De acordo com a Associação Brasileira dos Comercializadores de Energia (Abraceel), entre 2010 e 2024, a conta de luz no Brasil subiu 177%, enquanto a inflação acumulada no mesmo período foi de 122%. Isso significa que a energia elétrica ficou cerca de 45% mais cara do que o índice geral de preços. Em um cenário de frio intenso, essa diferença pesa ainda mais no bolso. Um levantamento da XP mostra que o gasto com energia elétrica representa, em média, 5% da renda mensal das famílias – percentual que tende a crescer em meses de uso intensivo de chuveiros, aquecedores e ar-condicionados, essenciais para manter a casa aquecida.
A professora Michele Rodrigues, do curso de Engenharia Elétrica da Fundação Educacional Inaciana (FEI), ressalta que pequenas atitudes podem fazer diferença no consumo, como manter a temperatura correta para cada aparelho. “No caso do ar-condicionado, o ideal é manter a temperatura entre 22 °C e 24 °C no modo aquecimento. Já no chuveiro elétrico, o modo morno é mais eficiente, desde que o banho não se prolongue por muitos minutos. Às vezes, o usuário abaixa a potência, mas fica o dobro do tempo no banho e isso anula a economia”, explica.
Além de ajustar a temperatura, a professora argumenta que fazer um check-up elétrico doméstico é uma medida simples e eficaz para reduzir desperdícios de energia durante o inverno. Observar o estado do quadro de energia, tomadas, fios e aparelhos ajuda a identificar falhas ocultas que afetam a conta de luz e a segurança da casa. Equipamentos como chuveiros e aquecedores devem ser usados com atenção redobrada, e o uso de medidores portáteis pode ser um ótimo aliado para acompanhar o consumo em tempo real. Algumas dessas medidas são:
- Disjuntores ou fios quentes indicam sobrecarga ou mau dimensionamento.
- Disjuntores bem identificados facilitam o controle de consumo por área.
- Instalação de DPS e DR protegem contra surtos e vazamentos, evitando perdas e acidentes.
- Evite ligações improvisadas ou gambiarras pois são causas comuns de fugas de corrente e desperdício.
- Tomadas frouxas ou esquentando são um sinal de mau contato, o que aumenta o consumo e representa risco de incêndio.

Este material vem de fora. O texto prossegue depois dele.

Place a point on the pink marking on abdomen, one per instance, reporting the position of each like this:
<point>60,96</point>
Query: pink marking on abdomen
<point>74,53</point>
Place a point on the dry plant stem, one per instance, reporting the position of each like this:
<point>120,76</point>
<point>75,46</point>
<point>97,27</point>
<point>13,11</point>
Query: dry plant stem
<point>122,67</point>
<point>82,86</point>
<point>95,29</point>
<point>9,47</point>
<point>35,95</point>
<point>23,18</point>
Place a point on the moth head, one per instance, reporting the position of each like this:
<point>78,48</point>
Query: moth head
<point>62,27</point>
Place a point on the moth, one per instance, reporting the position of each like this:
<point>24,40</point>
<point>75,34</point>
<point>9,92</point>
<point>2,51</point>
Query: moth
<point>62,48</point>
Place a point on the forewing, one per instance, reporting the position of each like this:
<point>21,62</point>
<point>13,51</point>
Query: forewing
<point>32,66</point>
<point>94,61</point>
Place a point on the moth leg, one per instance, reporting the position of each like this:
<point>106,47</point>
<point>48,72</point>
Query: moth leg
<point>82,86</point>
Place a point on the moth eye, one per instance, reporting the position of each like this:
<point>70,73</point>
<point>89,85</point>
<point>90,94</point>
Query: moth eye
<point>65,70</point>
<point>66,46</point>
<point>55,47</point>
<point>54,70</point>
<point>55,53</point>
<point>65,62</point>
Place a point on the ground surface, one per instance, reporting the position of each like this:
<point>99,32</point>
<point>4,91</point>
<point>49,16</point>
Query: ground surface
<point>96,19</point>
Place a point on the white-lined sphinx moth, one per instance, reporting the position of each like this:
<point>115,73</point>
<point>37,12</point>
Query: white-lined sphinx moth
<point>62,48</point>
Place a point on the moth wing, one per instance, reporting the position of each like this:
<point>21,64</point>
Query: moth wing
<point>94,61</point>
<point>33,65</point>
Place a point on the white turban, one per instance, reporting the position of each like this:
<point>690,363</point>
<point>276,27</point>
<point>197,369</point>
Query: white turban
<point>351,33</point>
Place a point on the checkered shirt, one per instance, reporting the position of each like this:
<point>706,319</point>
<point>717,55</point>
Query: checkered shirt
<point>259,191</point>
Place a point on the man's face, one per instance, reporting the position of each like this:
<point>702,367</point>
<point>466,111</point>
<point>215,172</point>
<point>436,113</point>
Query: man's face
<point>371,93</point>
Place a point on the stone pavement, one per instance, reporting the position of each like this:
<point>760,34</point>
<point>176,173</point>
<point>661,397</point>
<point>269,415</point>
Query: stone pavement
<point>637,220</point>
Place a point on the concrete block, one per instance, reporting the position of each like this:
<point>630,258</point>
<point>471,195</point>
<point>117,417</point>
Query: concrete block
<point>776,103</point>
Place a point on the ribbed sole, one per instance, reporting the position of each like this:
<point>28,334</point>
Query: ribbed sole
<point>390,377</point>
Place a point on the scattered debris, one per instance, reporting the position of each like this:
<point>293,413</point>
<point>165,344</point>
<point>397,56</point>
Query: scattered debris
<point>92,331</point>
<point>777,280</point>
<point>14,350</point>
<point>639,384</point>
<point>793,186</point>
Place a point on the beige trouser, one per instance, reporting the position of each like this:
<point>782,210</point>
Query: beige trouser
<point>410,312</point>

- Uso excessivo de extensões e “Ts” pode causar sobrecarga e perdas por aquecimento dos cabos.
- Fios subdimensionados para equipamentos de alta potência (chuveiro, aquecedor, ferro) causam aquecimento e desperdício.

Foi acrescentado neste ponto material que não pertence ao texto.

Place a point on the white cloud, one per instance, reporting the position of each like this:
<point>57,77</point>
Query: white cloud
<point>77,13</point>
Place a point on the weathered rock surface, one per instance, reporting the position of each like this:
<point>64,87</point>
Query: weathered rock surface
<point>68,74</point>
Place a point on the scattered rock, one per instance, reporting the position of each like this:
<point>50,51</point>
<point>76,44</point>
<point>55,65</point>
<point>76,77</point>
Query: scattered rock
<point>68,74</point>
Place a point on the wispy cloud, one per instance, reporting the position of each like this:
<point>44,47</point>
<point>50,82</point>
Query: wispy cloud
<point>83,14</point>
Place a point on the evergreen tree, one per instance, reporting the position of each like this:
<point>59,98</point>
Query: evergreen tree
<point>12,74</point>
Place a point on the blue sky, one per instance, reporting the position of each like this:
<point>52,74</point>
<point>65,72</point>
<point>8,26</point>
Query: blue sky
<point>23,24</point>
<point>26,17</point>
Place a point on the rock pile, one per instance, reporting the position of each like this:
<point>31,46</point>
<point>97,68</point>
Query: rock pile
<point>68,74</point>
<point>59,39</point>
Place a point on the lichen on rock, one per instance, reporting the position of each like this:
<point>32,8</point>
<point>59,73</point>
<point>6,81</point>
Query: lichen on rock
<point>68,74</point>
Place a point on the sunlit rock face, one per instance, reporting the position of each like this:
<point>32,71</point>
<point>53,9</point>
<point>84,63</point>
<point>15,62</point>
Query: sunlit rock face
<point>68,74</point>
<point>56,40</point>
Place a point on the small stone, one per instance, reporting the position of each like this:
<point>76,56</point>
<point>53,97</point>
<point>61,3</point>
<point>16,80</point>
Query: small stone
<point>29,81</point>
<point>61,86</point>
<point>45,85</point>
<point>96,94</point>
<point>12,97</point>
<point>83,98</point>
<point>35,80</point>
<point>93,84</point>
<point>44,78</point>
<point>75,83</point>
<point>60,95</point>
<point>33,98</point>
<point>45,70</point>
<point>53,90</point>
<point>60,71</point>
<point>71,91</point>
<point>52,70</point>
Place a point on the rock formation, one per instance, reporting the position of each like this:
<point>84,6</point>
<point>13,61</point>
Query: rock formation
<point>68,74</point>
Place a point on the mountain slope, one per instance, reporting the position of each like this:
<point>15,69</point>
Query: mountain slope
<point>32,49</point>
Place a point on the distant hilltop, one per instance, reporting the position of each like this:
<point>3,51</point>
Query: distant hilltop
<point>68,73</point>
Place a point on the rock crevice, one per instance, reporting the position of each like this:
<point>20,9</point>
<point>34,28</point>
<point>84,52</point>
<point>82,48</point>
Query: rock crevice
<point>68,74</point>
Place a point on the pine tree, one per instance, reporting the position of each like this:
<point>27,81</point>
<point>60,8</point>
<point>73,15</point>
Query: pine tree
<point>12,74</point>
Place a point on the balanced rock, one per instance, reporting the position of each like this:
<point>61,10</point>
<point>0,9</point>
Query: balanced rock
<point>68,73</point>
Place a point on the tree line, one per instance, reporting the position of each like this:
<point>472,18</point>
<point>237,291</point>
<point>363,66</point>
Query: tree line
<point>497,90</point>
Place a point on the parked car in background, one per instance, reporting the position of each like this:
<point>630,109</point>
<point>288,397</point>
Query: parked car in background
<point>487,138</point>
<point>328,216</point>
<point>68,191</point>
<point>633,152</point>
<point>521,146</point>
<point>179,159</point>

Casa aquecida com pequenos truques
Alguns ajustes na decoração também contribuem para o isolamento térmico de ambientes e ajudam a manter a casa aquecida por mais tempo sem sobrecarregar a conta de luz. Utilizar cortinas pesadas à noite, manter portas e janelas bem vedadas, e até usar roupas mais adequadas dentro de casa pode reduzir a necessidade de aquecimento contínuo. “É a soma de atitudes práticas com o uso inteligente dos aparelhos que garante conforto térmico e uma conta de luz mais equilibrada no fim do mês”, finaliza a professora da FEI.